Cyber Glossary - U
UDP – See User Datagram Protocol
Unauthorized Access –Unauthorized Access – Occurs when a user, legitimate or unauthorized, accesses a resource that the user is not permitted to use. SOURCE: FIPS 191 Any access that violates the stated security policy. (CNSSI-4009) (NISTIR)
Any access that violates the stated security policy. (From: CNSSI 4009) NICCS)
Unauthorized Disclosure – An event involving the exposure of information to entities not authorized access to the information. (SP 800-57 Part 1; CNSSI-4009) (NISTIR)
Unclassified – Information that has not been determined pursuant to E.O. 12958, as amended, or any predecessor order, to require protection against unauthorized disclosure and that is not designated as classified. (CNSSI-4009) (NISTIR)
Unsigned data – Data included in an authentication token, in addition to a digital signature. (FIPS 196) (NISTIR)
Untrusted Process – Process that has not been evaluated or examined for correctness and adherence to the security policy. It may include incorrect or malicious code that attempts to circumvent the security mechanisms. (CNSSI-40090 (NISTIR)
Update (a Certificate) – The act or process by which data items bound in an existing public key certificate, especially authorizations granted to the subject, are changed by issuing a new certificate. (SP 800-32; CNSSI-4009) (NISTIR)
Update (key) – Automatic or manual cryptographic process that irreversibly modifies the state of a COMSEC key. (CNSSI-4009) (NISTIR)
US-CERT – A partnership between the Department of Homeland Security and the public and private sectors, established to protect the nation's Internet infrastructure. US-CERT coordinates defense against and responses to cyber attacks across the nation. (CNSSI-4009) (NISTIR)
U.S.-Controlled Facility – Base or building to which access is physically controlled by U.S. individuals who are authorized U.S. government or U.S. government contractor employees. (CNSSI-4009) (NISTIR)

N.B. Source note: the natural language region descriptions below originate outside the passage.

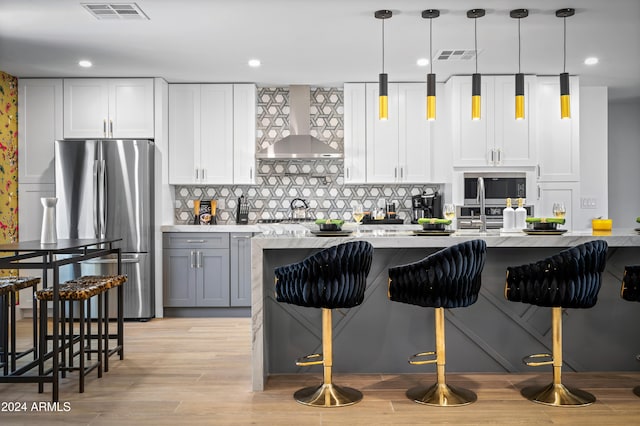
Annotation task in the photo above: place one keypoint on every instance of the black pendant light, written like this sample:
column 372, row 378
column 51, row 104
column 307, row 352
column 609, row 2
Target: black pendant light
column 519, row 14
column 383, row 79
column 565, row 98
column 431, row 77
column 475, row 78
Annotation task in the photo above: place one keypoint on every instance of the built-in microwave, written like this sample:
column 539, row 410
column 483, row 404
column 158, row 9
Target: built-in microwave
column 497, row 188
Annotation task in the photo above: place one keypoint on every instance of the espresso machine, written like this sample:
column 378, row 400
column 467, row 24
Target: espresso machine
column 426, row 205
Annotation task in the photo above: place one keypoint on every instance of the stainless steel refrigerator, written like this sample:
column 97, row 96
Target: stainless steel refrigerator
column 105, row 189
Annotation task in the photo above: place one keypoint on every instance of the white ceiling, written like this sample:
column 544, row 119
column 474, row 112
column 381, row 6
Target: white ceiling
column 318, row 42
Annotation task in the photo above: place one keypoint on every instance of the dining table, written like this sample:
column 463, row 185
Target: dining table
column 49, row 258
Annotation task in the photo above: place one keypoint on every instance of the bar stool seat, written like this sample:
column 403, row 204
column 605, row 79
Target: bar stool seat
column 449, row 278
column 630, row 291
column 569, row 279
column 335, row 277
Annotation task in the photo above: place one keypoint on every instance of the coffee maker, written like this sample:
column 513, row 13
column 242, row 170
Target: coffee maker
column 426, row 205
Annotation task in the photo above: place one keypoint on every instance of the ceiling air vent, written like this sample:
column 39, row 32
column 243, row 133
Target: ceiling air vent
column 456, row 54
column 115, row 10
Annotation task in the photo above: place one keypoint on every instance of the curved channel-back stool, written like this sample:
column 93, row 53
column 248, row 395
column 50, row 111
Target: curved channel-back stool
column 449, row 278
column 631, row 291
column 335, row 277
column 569, row 279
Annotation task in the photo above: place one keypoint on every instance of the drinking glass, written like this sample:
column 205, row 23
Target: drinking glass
column 449, row 212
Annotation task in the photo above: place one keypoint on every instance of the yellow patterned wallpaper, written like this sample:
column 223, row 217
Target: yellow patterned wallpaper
column 8, row 158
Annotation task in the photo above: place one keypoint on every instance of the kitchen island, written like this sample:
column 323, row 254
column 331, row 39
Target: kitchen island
column 490, row 336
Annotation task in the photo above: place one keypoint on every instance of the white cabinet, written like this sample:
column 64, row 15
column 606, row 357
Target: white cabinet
column 211, row 134
column 558, row 140
column 39, row 124
column 355, row 133
column 244, row 134
column 398, row 149
column 497, row 138
column 108, row 108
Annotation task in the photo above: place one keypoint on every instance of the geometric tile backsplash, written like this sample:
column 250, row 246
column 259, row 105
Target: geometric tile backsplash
column 319, row 182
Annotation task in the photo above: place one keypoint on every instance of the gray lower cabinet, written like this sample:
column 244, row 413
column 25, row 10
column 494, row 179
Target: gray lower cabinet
column 207, row 269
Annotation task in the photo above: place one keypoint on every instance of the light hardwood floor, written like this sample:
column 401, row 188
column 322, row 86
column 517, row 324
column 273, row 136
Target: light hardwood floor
column 197, row 371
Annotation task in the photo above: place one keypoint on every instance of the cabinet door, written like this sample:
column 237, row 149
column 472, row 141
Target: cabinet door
column 414, row 147
column 382, row 137
column 40, row 123
column 240, row 269
column 131, row 108
column 244, row 134
column 179, row 272
column 558, row 140
column 213, row 277
column 86, row 108
column 559, row 192
column 472, row 139
column 355, row 131
column 216, row 133
column 184, row 133
column 514, row 139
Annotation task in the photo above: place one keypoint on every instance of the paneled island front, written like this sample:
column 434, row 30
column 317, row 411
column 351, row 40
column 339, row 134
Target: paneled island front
column 492, row 335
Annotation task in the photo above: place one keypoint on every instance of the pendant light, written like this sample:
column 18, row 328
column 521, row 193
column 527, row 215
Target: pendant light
column 383, row 80
column 431, row 77
column 565, row 98
column 519, row 14
column 475, row 78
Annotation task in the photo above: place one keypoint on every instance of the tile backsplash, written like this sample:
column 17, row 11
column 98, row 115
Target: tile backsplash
column 319, row 182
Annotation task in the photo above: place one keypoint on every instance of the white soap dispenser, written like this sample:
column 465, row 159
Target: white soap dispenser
column 521, row 215
column 508, row 217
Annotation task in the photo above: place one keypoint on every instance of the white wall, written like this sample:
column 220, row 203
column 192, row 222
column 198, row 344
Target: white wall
column 624, row 163
column 593, row 155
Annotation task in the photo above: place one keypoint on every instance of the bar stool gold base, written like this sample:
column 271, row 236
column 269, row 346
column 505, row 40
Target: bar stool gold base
column 441, row 395
column 558, row 395
column 328, row 395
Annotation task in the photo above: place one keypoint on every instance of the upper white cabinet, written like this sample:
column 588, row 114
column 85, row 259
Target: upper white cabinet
column 558, row 140
column 39, row 124
column 108, row 108
column 497, row 139
column 398, row 149
column 244, row 134
column 211, row 134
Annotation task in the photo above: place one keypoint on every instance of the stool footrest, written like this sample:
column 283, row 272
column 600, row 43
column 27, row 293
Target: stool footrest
column 313, row 359
column 415, row 359
column 529, row 360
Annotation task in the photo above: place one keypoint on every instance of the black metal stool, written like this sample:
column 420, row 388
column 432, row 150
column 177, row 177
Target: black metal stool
column 569, row 279
column 631, row 291
column 333, row 278
column 449, row 278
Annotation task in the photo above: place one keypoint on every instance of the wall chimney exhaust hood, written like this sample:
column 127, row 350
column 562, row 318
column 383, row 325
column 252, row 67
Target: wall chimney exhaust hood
column 299, row 144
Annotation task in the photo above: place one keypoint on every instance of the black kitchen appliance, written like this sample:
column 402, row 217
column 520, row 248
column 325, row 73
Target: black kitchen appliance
column 426, row 205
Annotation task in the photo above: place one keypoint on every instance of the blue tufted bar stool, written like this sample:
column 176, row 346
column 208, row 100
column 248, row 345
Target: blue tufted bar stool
column 449, row 278
column 631, row 291
column 335, row 277
column 569, row 279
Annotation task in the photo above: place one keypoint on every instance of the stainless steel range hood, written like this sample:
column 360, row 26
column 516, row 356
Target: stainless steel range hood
column 299, row 144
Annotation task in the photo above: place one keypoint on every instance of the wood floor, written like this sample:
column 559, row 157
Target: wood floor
column 197, row 371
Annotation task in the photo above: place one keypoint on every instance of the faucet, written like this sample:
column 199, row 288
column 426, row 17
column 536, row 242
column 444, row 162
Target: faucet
column 481, row 199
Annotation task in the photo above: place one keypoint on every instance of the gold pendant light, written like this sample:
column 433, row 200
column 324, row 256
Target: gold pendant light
column 431, row 77
column 565, row 98
column 519, row 14
column 383, row 79
column 475, row 78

U.S.-Controlled Space – Room or floor within a facility that is not a U.S.-controlled facility, access to which is physically controlled by U.S. individuals who are authorized U.S. government or U.S. government contractor employees. Keys or combinations to locks controlling entrance to U.S.-controlled spaces must be under the exclusive control of U.S. individuals who are U.S. government or U.S. government contractor employees. (CNSSI-4009) (NISTIR)
U.S. Government Configuration Baseline – (USGCB) The United States Government Configuration Baseline (USGCB) provides security configuration baselines for Information Technology products widely deployed across the federal agencies.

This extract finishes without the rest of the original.